Zoe appears from her bedroom, the words “what the...” dropping from a gaping mouth. I’m guessing our daughter isn’t overly familiar with the f word that follows that statement, so I nearly say it aloud for her. What the fuck are you thinking, Heidi? But already Heidi is showing the girl into our home, introducing her to our daughter, who stares dumbly at this waif and then looks to me for an explanation. I can only shrug.

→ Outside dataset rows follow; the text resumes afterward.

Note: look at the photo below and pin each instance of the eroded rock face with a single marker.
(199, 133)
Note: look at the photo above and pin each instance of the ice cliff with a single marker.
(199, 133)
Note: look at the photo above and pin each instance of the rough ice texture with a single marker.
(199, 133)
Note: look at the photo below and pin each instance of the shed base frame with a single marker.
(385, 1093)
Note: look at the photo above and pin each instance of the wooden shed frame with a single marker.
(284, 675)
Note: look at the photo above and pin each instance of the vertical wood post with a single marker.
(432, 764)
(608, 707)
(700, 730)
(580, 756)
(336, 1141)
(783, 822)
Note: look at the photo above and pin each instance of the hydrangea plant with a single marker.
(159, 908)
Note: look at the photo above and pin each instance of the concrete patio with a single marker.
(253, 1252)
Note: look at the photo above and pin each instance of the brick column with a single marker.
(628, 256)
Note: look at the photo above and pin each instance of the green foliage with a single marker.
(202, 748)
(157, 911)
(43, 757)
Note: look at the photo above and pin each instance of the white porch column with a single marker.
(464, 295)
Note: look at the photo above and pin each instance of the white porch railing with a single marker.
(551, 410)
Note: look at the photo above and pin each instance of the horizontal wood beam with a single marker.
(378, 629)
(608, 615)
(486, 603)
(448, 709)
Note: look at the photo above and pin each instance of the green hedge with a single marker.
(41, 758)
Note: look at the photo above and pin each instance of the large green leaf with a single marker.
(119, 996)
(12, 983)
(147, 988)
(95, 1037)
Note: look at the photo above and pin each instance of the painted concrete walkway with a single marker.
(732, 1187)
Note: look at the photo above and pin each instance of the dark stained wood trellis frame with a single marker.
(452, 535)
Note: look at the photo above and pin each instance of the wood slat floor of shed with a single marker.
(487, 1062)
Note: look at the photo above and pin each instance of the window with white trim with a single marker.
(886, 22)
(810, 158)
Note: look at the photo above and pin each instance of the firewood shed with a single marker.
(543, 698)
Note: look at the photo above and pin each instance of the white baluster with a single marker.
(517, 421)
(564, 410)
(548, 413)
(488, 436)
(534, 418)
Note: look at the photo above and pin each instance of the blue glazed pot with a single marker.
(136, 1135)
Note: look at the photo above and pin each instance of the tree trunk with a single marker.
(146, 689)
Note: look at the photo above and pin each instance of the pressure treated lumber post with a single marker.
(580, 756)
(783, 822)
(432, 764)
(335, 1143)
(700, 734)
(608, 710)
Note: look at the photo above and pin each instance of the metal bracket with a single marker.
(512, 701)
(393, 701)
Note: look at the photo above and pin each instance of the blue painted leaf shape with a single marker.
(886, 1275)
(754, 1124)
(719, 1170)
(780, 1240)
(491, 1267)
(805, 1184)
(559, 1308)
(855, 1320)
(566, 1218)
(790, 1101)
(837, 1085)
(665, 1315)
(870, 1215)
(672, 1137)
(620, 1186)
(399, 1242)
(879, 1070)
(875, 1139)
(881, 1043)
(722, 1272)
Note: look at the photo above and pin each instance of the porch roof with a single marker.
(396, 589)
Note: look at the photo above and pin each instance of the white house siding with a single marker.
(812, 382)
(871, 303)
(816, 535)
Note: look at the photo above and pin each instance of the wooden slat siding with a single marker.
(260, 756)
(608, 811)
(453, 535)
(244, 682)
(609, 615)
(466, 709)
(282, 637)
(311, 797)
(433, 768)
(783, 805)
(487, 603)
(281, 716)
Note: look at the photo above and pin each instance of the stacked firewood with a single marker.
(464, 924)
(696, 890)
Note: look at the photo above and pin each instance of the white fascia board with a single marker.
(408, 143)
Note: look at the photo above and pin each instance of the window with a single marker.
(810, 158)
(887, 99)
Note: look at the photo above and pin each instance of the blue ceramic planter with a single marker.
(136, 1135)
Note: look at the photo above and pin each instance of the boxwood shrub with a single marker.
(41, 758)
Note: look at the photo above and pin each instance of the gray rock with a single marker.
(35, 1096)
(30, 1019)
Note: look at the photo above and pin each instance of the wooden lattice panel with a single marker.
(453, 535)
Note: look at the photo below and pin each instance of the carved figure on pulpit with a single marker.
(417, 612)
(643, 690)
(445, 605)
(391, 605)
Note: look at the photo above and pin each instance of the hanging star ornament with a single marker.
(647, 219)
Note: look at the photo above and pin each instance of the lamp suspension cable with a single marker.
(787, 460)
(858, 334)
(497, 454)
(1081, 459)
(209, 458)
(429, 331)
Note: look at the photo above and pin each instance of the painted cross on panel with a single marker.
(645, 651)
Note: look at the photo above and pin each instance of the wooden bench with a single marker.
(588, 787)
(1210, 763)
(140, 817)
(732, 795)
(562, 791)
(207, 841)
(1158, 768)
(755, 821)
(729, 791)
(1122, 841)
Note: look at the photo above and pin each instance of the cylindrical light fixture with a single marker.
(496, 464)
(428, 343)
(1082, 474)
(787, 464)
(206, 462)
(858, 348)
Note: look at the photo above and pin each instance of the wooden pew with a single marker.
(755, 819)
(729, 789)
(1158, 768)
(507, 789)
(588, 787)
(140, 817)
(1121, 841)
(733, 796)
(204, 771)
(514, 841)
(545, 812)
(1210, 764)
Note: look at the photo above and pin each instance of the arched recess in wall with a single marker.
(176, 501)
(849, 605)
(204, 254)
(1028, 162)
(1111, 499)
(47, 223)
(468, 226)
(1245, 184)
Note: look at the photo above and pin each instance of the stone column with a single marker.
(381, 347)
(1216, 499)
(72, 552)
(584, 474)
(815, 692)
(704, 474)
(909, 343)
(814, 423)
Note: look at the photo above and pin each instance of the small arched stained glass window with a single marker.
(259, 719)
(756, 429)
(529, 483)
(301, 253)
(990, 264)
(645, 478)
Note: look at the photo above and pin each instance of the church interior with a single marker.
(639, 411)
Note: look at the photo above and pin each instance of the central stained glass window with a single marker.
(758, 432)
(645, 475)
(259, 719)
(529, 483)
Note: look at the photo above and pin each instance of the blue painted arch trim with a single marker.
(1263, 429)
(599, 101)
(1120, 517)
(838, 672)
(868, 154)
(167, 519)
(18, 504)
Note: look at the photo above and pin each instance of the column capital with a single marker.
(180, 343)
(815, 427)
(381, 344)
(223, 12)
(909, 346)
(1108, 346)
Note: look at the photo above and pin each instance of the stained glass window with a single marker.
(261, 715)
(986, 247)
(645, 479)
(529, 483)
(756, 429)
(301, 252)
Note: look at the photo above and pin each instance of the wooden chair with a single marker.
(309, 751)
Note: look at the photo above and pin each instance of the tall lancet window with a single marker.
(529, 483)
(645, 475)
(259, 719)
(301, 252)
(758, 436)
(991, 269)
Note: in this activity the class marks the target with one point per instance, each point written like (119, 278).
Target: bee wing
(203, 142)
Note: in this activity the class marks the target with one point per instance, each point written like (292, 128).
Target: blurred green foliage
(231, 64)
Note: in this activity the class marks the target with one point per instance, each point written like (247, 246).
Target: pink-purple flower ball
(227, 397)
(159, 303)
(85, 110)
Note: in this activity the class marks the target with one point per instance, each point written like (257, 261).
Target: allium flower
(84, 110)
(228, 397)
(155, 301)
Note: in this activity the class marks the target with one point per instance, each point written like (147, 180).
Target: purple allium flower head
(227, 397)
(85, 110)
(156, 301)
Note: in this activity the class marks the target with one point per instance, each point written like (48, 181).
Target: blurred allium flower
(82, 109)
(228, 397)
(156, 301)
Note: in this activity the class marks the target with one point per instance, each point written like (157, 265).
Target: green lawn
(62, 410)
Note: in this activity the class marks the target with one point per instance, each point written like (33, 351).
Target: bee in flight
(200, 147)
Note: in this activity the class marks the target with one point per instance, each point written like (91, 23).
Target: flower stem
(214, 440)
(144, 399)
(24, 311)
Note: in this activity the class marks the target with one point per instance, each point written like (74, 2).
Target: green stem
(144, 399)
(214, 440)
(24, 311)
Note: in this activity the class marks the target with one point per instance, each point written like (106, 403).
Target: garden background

The girl’s eyes get lost on the TV, on some basketball game: Chicago Bulls versus the Pistons, and I hear myself ask—for lack of anything better to say—“You like basketball?” and she flatly answers, “No,” and yet she’s staring at that TV as though she’s never seen an electrical appliance before in her life. When she talks, I catch a scent of bacteria fermenting in her mouth: halitosis. I wonder when she last brushed her teeth. They’ve probably got that “fuzzy sweater” thing going on. There’s an ungodly smell coming from her and when I move to the window and open it a crack, Heidi shoots me an evil eye, to which I reply, “What? It’s stuffy in here,” and hope the rain stays at bay long enough to air out the stench.